Quelle sera la personnalité de l’année 2010 ? Le quotidien « Le Parisien livre une liste de 12 noms à la sagacité de ses lecteurs. Pas un seul homme politique et un seul scientifique, le professeur Lantieri auteur de la première greffe totale du visage. Pour le reste le sport dispute la vedette au Show Biz. On pourra toujours s’inquiéter de la santé d’une société qui privilégie à ce point le futile et l’éphémère, mais mon propos n’est pas là. Puisque l’on évoque le visage et la greffe, a t-on déjà oublié celui de Jason Lamy Chappuis ?

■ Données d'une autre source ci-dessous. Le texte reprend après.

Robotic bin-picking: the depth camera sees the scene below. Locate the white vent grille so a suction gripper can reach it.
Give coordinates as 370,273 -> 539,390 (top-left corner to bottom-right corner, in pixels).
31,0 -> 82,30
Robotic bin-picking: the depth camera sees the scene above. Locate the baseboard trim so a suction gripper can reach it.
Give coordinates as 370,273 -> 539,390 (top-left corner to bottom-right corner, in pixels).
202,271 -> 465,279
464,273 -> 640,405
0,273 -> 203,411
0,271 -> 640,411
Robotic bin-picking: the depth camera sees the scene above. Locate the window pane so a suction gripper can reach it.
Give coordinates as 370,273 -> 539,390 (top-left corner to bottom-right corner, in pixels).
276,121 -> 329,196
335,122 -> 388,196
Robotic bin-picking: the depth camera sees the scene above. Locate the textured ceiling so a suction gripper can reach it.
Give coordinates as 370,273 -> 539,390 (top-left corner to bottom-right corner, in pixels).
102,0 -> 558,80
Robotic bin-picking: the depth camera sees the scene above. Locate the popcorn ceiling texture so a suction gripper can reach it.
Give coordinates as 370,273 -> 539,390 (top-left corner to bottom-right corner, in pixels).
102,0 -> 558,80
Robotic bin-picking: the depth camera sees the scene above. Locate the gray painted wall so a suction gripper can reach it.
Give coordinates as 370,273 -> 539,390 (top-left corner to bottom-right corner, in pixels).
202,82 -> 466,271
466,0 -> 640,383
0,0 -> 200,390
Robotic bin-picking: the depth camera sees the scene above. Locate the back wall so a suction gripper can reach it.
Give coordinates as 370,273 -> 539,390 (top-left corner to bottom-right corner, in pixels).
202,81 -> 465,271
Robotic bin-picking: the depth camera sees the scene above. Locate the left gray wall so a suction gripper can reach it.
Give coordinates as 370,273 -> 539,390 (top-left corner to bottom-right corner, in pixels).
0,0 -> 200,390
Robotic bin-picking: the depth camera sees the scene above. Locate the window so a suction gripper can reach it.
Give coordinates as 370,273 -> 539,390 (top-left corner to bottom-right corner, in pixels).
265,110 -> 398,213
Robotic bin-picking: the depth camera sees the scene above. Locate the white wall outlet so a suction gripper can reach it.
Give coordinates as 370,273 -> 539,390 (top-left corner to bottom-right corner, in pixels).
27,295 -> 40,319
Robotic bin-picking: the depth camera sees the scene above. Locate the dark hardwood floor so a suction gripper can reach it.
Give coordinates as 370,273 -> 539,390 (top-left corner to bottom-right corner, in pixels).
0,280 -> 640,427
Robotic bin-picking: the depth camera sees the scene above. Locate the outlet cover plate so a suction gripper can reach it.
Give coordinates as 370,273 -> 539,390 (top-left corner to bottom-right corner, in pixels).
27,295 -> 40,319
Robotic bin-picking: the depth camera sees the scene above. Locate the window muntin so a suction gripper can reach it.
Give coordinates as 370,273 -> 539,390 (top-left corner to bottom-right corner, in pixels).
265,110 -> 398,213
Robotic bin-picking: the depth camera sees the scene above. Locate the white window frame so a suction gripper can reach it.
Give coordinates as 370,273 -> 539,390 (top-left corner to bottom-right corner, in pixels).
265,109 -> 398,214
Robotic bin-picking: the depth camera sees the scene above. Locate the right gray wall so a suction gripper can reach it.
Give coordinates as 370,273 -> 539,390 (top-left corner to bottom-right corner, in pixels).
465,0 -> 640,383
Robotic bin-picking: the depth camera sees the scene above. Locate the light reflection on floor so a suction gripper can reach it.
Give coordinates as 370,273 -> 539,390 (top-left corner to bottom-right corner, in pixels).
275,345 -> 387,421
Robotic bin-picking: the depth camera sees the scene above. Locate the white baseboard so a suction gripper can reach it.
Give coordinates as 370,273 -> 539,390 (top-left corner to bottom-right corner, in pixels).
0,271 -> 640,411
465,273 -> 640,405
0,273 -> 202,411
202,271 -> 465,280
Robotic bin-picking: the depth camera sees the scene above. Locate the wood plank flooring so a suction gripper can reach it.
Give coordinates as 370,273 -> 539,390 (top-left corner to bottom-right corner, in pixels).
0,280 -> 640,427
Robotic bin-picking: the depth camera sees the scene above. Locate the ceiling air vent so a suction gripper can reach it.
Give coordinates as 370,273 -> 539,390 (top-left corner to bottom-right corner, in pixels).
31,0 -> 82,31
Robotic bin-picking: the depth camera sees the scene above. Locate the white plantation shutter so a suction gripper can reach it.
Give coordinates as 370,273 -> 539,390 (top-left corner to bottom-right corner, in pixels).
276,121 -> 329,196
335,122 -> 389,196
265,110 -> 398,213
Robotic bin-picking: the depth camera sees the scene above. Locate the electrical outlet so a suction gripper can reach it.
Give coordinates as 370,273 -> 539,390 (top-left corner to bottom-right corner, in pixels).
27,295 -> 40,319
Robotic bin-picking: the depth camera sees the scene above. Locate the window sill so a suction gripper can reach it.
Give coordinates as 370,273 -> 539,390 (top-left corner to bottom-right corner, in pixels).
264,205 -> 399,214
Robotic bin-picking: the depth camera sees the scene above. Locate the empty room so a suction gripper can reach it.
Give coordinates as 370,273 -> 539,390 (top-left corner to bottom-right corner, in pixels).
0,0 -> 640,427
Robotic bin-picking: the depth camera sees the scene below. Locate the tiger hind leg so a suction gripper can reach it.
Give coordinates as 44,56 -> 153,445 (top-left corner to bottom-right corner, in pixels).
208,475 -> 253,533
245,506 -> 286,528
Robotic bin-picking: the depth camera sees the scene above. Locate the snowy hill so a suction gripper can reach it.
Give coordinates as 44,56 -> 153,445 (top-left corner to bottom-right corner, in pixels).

Pourquoi la greffe avec l’opinion n’a-t-elle pas prise ? Le champion olympique du combiné nordique, cet hiver à Vancouver avait pourtant en prime time crevé l’écran. Dominateur, humble et disponible. Beau garçon aussi. Toutes les qualités requises pour s’installer durablement dans la notoriété malgré la confidentialité de sa discipline. Las à l’heure des lauriers, plus de trace de Jason. Il vient pourtant de débuter sa saison en Finlande comme il l’avait terminée, par une victoire. A l’évidence cela ne suffit pas. En France le champion est dépendant de l’aura médiatique et de l’impact économique de sa discipline. Comment expliquer autrement la nomination de Laurent Blanc ? Certes l’homme n’est pas dénué de charisme et de potentialités mais pour l’heure aussi bien à la tête des Girondins de Bordeaux que de l’équipe de France, on ne peut le créditer d’exploits retentissants. Sébastien Loeb, sept fois sacré champion du monde de rallye, lui aussi nominé, semble plus légitime, tout comme Camille Lacour le nageur ou Christophe Lemaître l’athlète qui ont marqué les esprits en Europe cet été.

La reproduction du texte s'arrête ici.